Per tutte queste ragioni la trasformazione dell’affido in adozione resta comunque problematica. Se nell’adozione classica il bambino non conosce i suoi genitori e non ne porta il cognome perché è orfano o perché è stato abbandonato e/o non riconosciuto, nel caso di un minore in affido che venga adottato si tratta di interrompere relazioni che spesso erano proprio assicurate e gestite dalla famiglia affidataria, oltre che di vedere sancita, anche mediante il cambiamento del proprio cognome, la rottura con le proprie radici (si pensi quanto questo possa essere traumatico se il bambino appartiene a una cultura differente).

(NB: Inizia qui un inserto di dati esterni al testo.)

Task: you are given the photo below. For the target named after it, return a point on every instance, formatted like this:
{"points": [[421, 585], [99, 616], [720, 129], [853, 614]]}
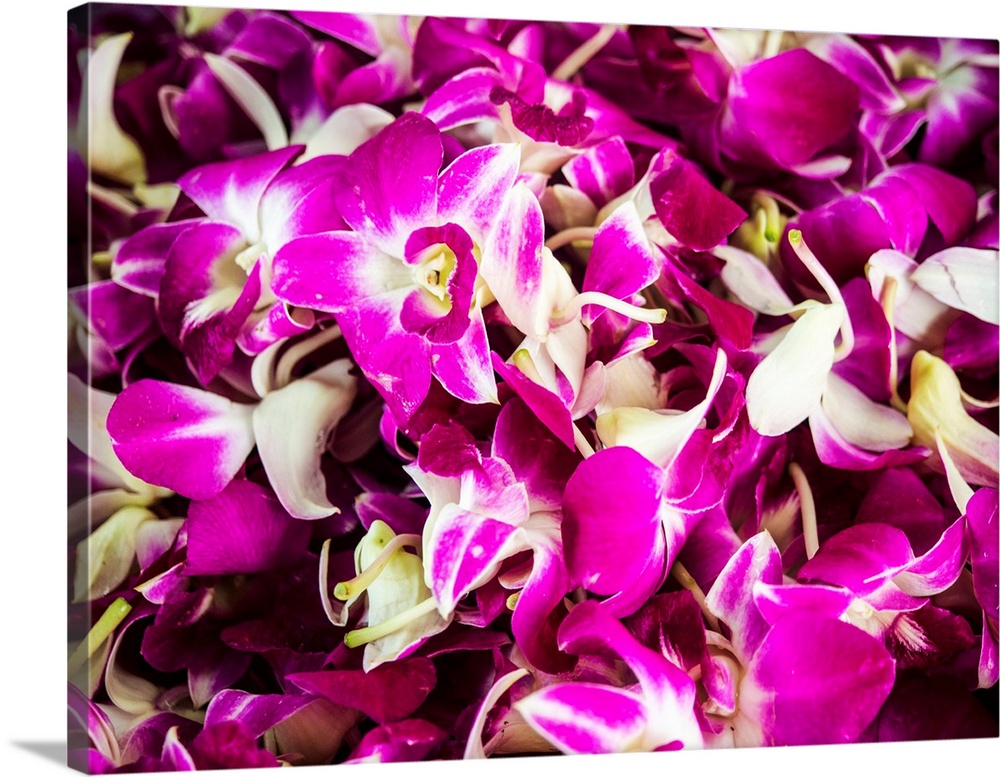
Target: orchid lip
{"points": [[359, 584], [359, 637]]}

A noi sembra, quindi, quanto mai opportuna la piena legittimazione anche nel nostro ordinamento di una forma di open adoption presente nei Paesi anglosassoni e francofoni e che in Italia è stata sperimentata solo come prassi giudiziaria da alcuni tribunali con il nome di “adozione mite”. Si tratterebbe di prevedere, cioè, che venga mantenuto anche dopo l’adozione un legame fra il bambino e la sua famiglia biologica, nei casi in cui la famiglia di origine non sia in grado permanentemente di prendersi cura del bambino ma abbia instaurato con questi, comunque, un rapporto positivo, verificato durante il periodo dell’affido. La famiglia di origine potrebbe continuare a restare in comunicazione con la famigli adottiva nelle forme e con la frequenza stabilite dagli accordi pre-adottivi, che possono essere rinegoziati con il passare del tempo.
Se la nuova legge ci sembra essere un passo avanti sulla strada della “giustizia minorile mite”, fondata sulla comunicazione e sulla collaborazione di tutti gli attori coinvolti nel processo decisionale, per amplificarne gli effetti positivi bisognerebbe, forse, pensare anche a una “genitorialità mite”, in cui il legame di affetto e cura nei confronti di un figlio non sia necessariamente pensato come possesso esclusivo, ma si apra a forme di plurigenitorialità qualora queste possano garantire meglio il diritto del bambino alla continuità affettiva.